“Kalau kita digusur bude (Muncikari) pasti nyariin kita,” kata Evi saat berbincang-bincang bersama warga lainnya di suatu gang kawasan Kalijodo, Pejagalan, Penjaringan, Jakarta Utara, Sabtu (20/2/2016).
Penampilan Evi tampak selebor. Janda anak satu ini mengenakan kaos putih transparan. Dari perangainya, wanita berkulit putih ini masih berusia belasan tahun
Evi bersikeras tak mau digusur. Dia juga tak mau direlokasi ke rusun Pulogebang. “Anak gue kecil bang, enggak mau digusur, pencarian gua di sini kok,” ujarnya.
Jika harus direlokasi, Evi ingin Gubernur DKI Jakarta Basuki `Ahok` Tjahaja Purnama menampung dia dan anaknya. Alasannya, kata Evi, unit rusun tidak bisa menjadi hak milik pribadi.
“Kalau emang Ahok mau nampung di rumah dia nggak apa-apa dah. Kalau rusun buat gue gratis mah enggak apa-apa. Gue kan di sini gratis, cuma bayar listrik doang,” katanya.
Evi menaruh kecurigaan ketika Metrotvnews.com terus memberikan pertanyaan. Raut wajahnya jadi tak sedap, dan enggan memberi komentar lagi. “Abangnya wartawan ya?,” sergap Evi.
Muncikari Evi, Subadriah, 65, mengaku akan angkat kaki dari Kalijodo. Bude, sapaan akrab Subadriah yang sudah 40 tahun tinggal di Kalijodo mengaku tidak akan kembali menapakkan kaki di Kalijodo.
“Mau pulang kampung, di Lumajang. Ini lagi kemas-kemas. Di sini sudah enggak bisa jualan lagi,” kata Subadriah, Jumat 18 Februari.
Subadriah mengasuh 20 pekerja seks. Sasaran pengguna masyarakat menengah ke bawah. Tarif untuk sekali kencan Rp150 ribu. Pembagian uang itu, Rp20 ribu untuk Subadriah, Rp30 ribu untuk biaya kamar, dan Rp100 ribu untuk ‘kupu-kupu malam’. Pekerja seks di bawah naungan nenek empat anak ini adalah wanita remaja hingga dewasa. Mayoritas bukan warga Jakarta.
“Anciang itu cantik, sinfo itu baru (perawan). Kalau servis ada yang yung, itu bisa dimainin atas bawah,” ujar Subadriah terkekeh.
Agar kantong semakin tebal, Subadriah menjual minuman. Biasanya, pria hidung belang memesan minuman saat duduk sambil memilih pasangan atau saat kencan. Subadriah mengatakan, pendapatannya dari bisnis prostitusi dan menjual minuman mencapai Rp10 juta per bulan. Tahun lalu, ia rata mengantongi Rp100 ribu per hari.

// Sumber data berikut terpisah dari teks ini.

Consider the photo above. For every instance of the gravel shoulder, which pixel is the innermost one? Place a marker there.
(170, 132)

“Tahun ini menurun,” katanya.
Kalijodo terkenal karena banyak tempat prostitusi, bar, dan kafe yang menjual minuman keras. Sejak rencana Pemerintah DKI menggusur bangunan di Kalijodo mencuat, bisnis terlarang di sana pelan-pelan kurang diminati.

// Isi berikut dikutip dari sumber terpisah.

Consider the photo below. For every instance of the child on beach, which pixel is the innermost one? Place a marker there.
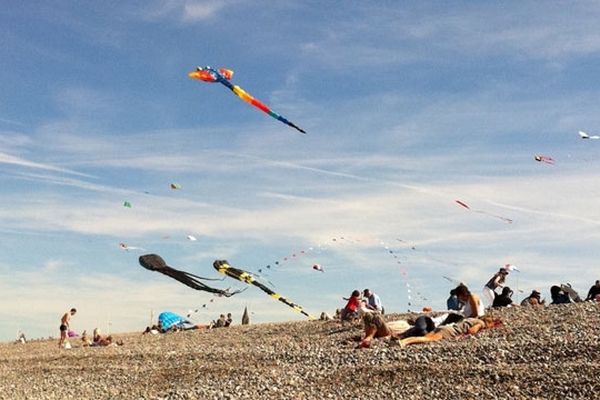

Sebelumnya, pemerintah mengembalikan fungsi lahan hijau salah satunya Waduk Pluit dan Waduk Ria Rio. Informasi yang diterima Metrotvnews.com, bangunan di Kalijodo digusur pada 29 Februari.
Gubernur DKI Jakarta Basuki Tjahaja Purnama mengatakan jumlah ruang terbuka hijau di Jakarta terus menurun. Padahal, kata dia, idealnya sebuah ruang terbuka hijau adalah sebesar 30 persen dari jumlah luas wilayah.
“DKI pernah capai ruang terbuka hijau 10 persen. Tapi sekarang turun di bawah 10 persen,” ujar Ahok, sapaan Basuki.
Ahok menjelaskan, luas tanah di Ibu Kota tak akan bertambah. Sedangkan lahan yang seharusnya untuk ruang terbuka hijau banyak yang dikuasai warga.